Darüber hinaus reichten die Löhne nicht aus, um davon leben zu können. Überstunden würden nicht oder nur gering vergütet, Stundenzettel würden manipuliert. Im Betrieb herrsche ein striktes Redeverbot. "Wer bei der Arbeit oder in den Pausen redet, dem wird Agitation vorgeworfen", schreibt Gisela Burckhardt, die Herausgeberin des Berichts. In einigen Fabriken würden einzelne Beschäftigte observiert, sogar Klapse und Ohrfeigen seien alltäglich.

"Ohrfeigen und sexuelle Übergriffe"


Lidl wollte sich gestern zu den erhobenen Vorwürfen und zur Klage der Verbraucherzentrale nicht äußern. Stattdessen wird auf die Homepage verwiesen.

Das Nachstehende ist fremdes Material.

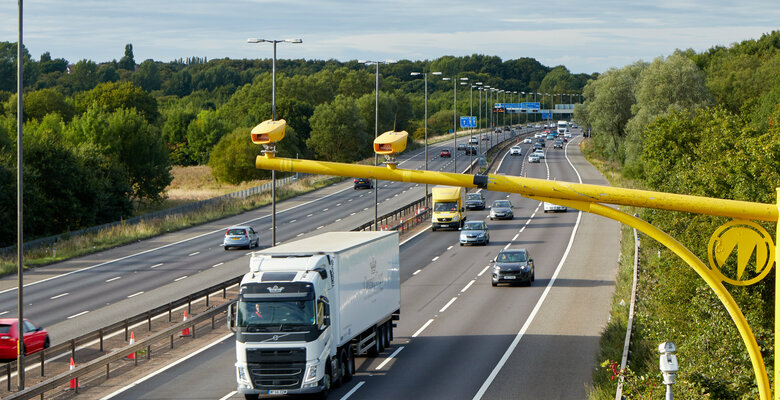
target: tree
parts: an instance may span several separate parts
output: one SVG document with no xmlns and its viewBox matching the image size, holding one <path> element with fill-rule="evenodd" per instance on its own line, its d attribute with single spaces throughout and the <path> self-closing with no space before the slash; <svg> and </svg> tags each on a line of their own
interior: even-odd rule
<svg viewBox="0 0 780 400">
<path fill-rule="evenodd" d="M 160 80 L 160 68 L 154 60 L 149 59 L 142 62 L 138 67 L 138 71 L 136 71 L 132 77 L 133 84 L 147 92 L 160 90 L 160 85 L 162 84 Z"/>
<path fill-rule="evenodd" d="M 135 71 L 135 58 L 133 57 L 133 45 L 131 43 L 125 45 L 125 55 L 119 60 L 117 67 L 127 71 Z"/>
<path fill-rule="evenodd" d="M 0 42 L 0 91 L 16 91 L 16 43 Z M 22 73 L 25 86 L 33 86 L 38 80 L 38 63 L 30 57 L 26 46 L 22 46 Z"/>
<path fill-rule="evenodd" d="M 98 106 L 108 112 L 135 108 L 149 122 L 155 122 L 159 117 L 157 100 L 130 82 L 101 83 L 88 92 L 77 94 L 74 103 L 79 113 Z"/>
<path fill-rule="evenodd" d="M 289 133 L 289 126 L 287 130 Z M 214 177 L 236 185 L 270 175 L 269 171 L 255 167 L 255 158 L 261 147 L 252 143 L 250 131 L 249 128 L 236 128 L 214 146 L 209 158 L 209 167 Z"/>
<path fill-rule="evenodd" d="M 192 75 L 186 69 L 171 76 L 165 85 L 165 94 L 184 97 L 192 93 Z"/>
<path fill-rule="evenodd" d="M 68 60 L 64 58 L 52 59 L 49 52 L 41 54 L 41 61 L 39 62 L 40 73 L 48 74 L 52 72 L 66 72 L 68 69 Z"/>
<path fill-rule="evenodd" d="M 16 95 L 11 96 L 7 104 L 16 104 Z M 16 115 L 16 109 L 12 115 Z M 65 96 L 55 89 L 42 89 L 27 92 L 24 95 L 24 121 L 30 119 L 41 120 L 47 114 L 53 113 L 59 115 L 63 120 L 70 121 L 76 113 L 73 105 L 70 104 Z"/>
<path fill-rule="evenodd" d="M 634 116 L 626 125 L 626 165 L 629 176 L 642 173 L 642 134 L 658 116 L 672 110 L 694 110 L 710 104 L 704 73 L 679 52 L 661 57 L 642 71 L 635 88 Z"/>
<path fill-rule="evenodd" d="M 116 71 L 114 63 L 100 65 L 97 71 L 97 79 L 99 83 L 118 81 L 119 73 Z"/>
<path fill-rule="evenodd" d="M 204 110 L 187 127 L 187 143 L 190 158 L 198 164 L 207 164 L 214 145 L 228 132 L 217 113 Z"/>
<path fill-rule="evenodd" d="M 168 148 L 156 127 L 136 110 L 93 107 L 73 119 L 65 137 L 89 143 L 127 174 L 132 196 L 158 201 L 171 182 Z"/>
<path fill-rule="evenodd" d="M 360 110 L 360 116 L 363 118 L 368 131 L 373 136 L 376 114 L 376 95 L 374 93 L 363 95 L 363 97 L 357 99 L 355 104 Z M 395 125 L 395 109 L 397 104 L 395 98 L 392 95 L 379 92 L 379 121 L 378 121 L 378 134 L 381 135 L 384 132 L 393 130 Z"/>
<path fill-rule="evenodd" d="M 187 128 L 197 117 L 183 108 L 176 108 L 165 115 L 162 137 L 168 143 L 170 160 L 173 165 L 194 165 L 187 146 Z"/>
<path fill-rule="evenodd" d="M 311 136 L 306 145 L 328 161 L 350 162 L 368 156 L 372 136 L 363 119 L 355 118 L 358 112 L 355 100 L 346 96 L 318 105 L 310 119 Z"/>
<path fill-rule="evenodd" d="M 595 148 L 608 159 L 622 162 L 625 158 L 622 145 L 636 103 L 634 87 L 645 68 L 641 61 L 613 68 L 585 85 L 586 110 L 580 116 L 588 117 L 582 122 L 593 128 Z"/>
<path fill-rule="evenodd" d="M 98 84 L 98 68 L 94 61 L 81 60 L 73 66 L 70 77 L 70 87 L 74 92 L 90 90 Z"/>
</svg>

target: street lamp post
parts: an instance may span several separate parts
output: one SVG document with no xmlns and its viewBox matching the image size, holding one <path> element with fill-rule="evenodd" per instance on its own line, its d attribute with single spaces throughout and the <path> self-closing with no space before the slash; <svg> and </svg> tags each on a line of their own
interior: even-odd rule
<svg viewBox="0 0 780 400">
<path fill-rule="evenodd" d="M 425 170 L 428 170 L 428 73 L 412 72 L 410 75 L 422 75 L 425 81 Z M 428 184 L 425 184 L 425 208 L 428 208 Z"/>
<path fill-rule="evenodd" d="M 361 64 L 376 65 L 376 88 L 374 89 L 374 139 L 379 136 L 379 64 L 393 64 L 395 61 L 371 61 L 371 60 L 359 60 Z M 374 153 L 374 165 L 379 165 L 379 158 Z M 379 230 L 379 181 L 374 179 L 374 230 Z"/>
<path fill-rule="evenodd" d="M 19 320 L 16 324 L 17 326 L 17 339 L 16 342 L 16 376 L 17 376 L 17 383 L 19 390 L 24 390 L 24 352 L 18 351 L 21 349 L 22 343 L 19 343 L 20 340 L 24 340 L 24 315 L 23 315 L 23 299 L 22 299 L 22 290 L 24 289 L 24 238 L 23 238 L 23 227 L 24 227 L 24 220 L 22 219 L 22 201 L 24 197 L 22 196 L 23 193 L 23 186 L 22 186 L 22 122 L 24 118 L 22 116 L 24 115 L 22 113 L 23 111 L 23 84 L 24 81 L 22 80 L 22 65 L 24 64 L 23 58 L 22 58 L 22 46 L 24 42 L 22 42 L 22 0 L 19 0 L 19 40 L 16 42 L 16 275 L 18 279 L 18 288 L 16 290 L 16 300 L 17 300 L 17 316 L 16 318 Z M 10 373 L 10 372 L 9 372 Z M 8 388 L 11 387 L 11 377 L 8 376 Z"/>
<path fill-rule="evenodd" d="M 274 58 L 271 62 L 271 120 L 276 121 L 276 44 L 303 43 L 301 39 L 247 39 L 247 43 L 271 43 L 274 46 Z M 276 152 L 276 146 L 271 151 Z M 276 171 L 271 171 L 271 247 L 276 246 Z"/>
<path fill-rule="evenodd" d="M 435 74 L 435 75 L 440 75 Z M 453 157 L 452 168 L 455 173 L 458 172 L 458 78 L 441 78 L 443 81 L 452 81 L 452 137 L 453 137 Z M 460 78 L 461 81 L 467 81 L 469 78 Z"/>
</svg>

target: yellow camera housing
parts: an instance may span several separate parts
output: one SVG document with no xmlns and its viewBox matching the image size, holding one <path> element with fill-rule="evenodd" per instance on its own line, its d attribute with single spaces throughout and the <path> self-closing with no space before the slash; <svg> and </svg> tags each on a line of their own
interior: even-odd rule
<svg viewBox="0 0 780 400">
<path fill-rule="evenodd" d="M 252 143 L 276 143 L 284 138 L 285 128 L 287 128 L 287 121 L 283 119 L 263 121 L 252 128 Z"/>
<path fill-rule="evenodd" d="M 387 131 L 374 139 L 374 153 L 384 155 L 401 153 L 406 150 L 408 136 L 406 131 Z"/>
</svg>

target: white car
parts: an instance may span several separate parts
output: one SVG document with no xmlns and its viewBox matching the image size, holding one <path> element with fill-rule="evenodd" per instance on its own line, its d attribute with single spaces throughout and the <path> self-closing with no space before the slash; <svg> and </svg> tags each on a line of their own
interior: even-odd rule
<svg viewBox="0 0 780 400">
<path fill-rule="evenodd" d="M 539 158 L 544 158 L 544 150 L 536 150 L 533 154 Z"/>
<path fill-rule="evenodd" d="M 523 149 L 520 148 L 520 146 L 518 146 L 518 145 L 512 146 L 512 148 L 509 149 L 509 155 L 510 156 L 522 156 L 523 155 Z"/>
<path fill-rule="evenodd" d="M 529 137 L 523 139 L 523 143 L 532 143 L 532 142 L 533 142 L 533 140 L 531 140 L 531 138 L 529 138 Z"/>
<path fill-rule="evenodd" d="M 563 137 L 565 137 L 566 139 L 571 139 L 571 133 L 566 132 L 563 134 Z"/>
<path fill-rule="evenodd" d="M 534 137 L 535 138 L 543 138 L 544 137 L 544 133 L 534 133 Z"/>
<path fill-rule="evenodd" d="M 548 212 L 558 212 L 558 211 L 566 212 L 566 210 L 567 210 L 566 206 L 559 206 L 557 204 L 548 203 L 546 201 L 544 202 L 544 212 L 545 213 L 548 213 Z"/>
<path fill-rule="evenodd" d="M 536 154 L 531 153 L 531 155 L 528 156 L 528 162 L 529 163 L 538 163 L 538 162 L 540 162 L 539 161 L 539 156 L 537 156 Z"/>
</svg>

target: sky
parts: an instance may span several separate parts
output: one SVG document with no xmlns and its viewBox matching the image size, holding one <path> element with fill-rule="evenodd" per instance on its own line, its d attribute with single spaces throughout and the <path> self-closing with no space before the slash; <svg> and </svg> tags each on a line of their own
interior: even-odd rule
<svg viewBox="0 0 780 400">
<path fill-rule="evenodd" d="M 0 2 L 0 41 L 18 39 L 19 0 Z M 37 0 L 23 43 L 71 63 L 271 58 L 433 60 L 484 54 L 604 72 L 675 49 L 729 46 L 780 29 L 777 0 Z"/>
</svg>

Dort steht zu lesen: "Lidl trat 2006 als erster Discounter dem ,Europäischen Programm für Sozialstandards' (BSCI) bei. Als BSCI-Mitglied setzt sich Lidl für sozialverträgliche Produktionsbedingungen ein. Auf diese Weise leistet Lidl einen Beitrag zur Verbesserung der Arbeitsbedingungen in der weltweiten Lieferkette, vor allem in den Entwicklungs- und Schwellenländern." Gerade diese Aussagen sind es, die die Verbraucherschützer zum Anlass nehmen, gegen Lidl zu klagen. "Lidl täuscht mit seiner Werbung die Verbraucher", sagt Günter Hörmann, Geschäftsführer der Verbraucherzentrale Hamburg. "Daher haben wir jetzt Klage wegen der irreführenden Werbung eingereicht."

Die Autorin des Berichts, Gisela Burckhardt, ergänzt: "Lidl betreibt Schönfärberei, mit dem BSCI-Kodex wollen sich Discounter ein Sozialmäntelchen umhängen, aber die Lage der Arbeiterinnen verbessert sich nicht." In der Tat ist nicht nur Lidl, sondern auch der Branchenführer Aldi Mitglied bei BSCI, einer Unternehmensinitiative, die nur zum Ziel hat, bestimmte Sozialstandards zu erreichen, jedoch keine Verpflichtung in dieser Sache eingeht. Schon vor einem Jahr hat die kirchlich getragene Nichtregierungsorganisation Südwind auf ähnlich gelagerte Missstände bei chinesischen Lieferanten von Aldi hingewiesen. "Die Arbeitsbedingungen bei Aldi-Lieferanten sind in gleichem Maß skandalös, und auch Aldi ist Mitglied bei BSCI", bekräftigt Burckhardt. Geklagt wegen unlauteren Wettbewerbs werde jetzt aber nur gegen Lidl. Man wolle sich einfach auf einen Discounter konzentrieren, sagt Burckhardt.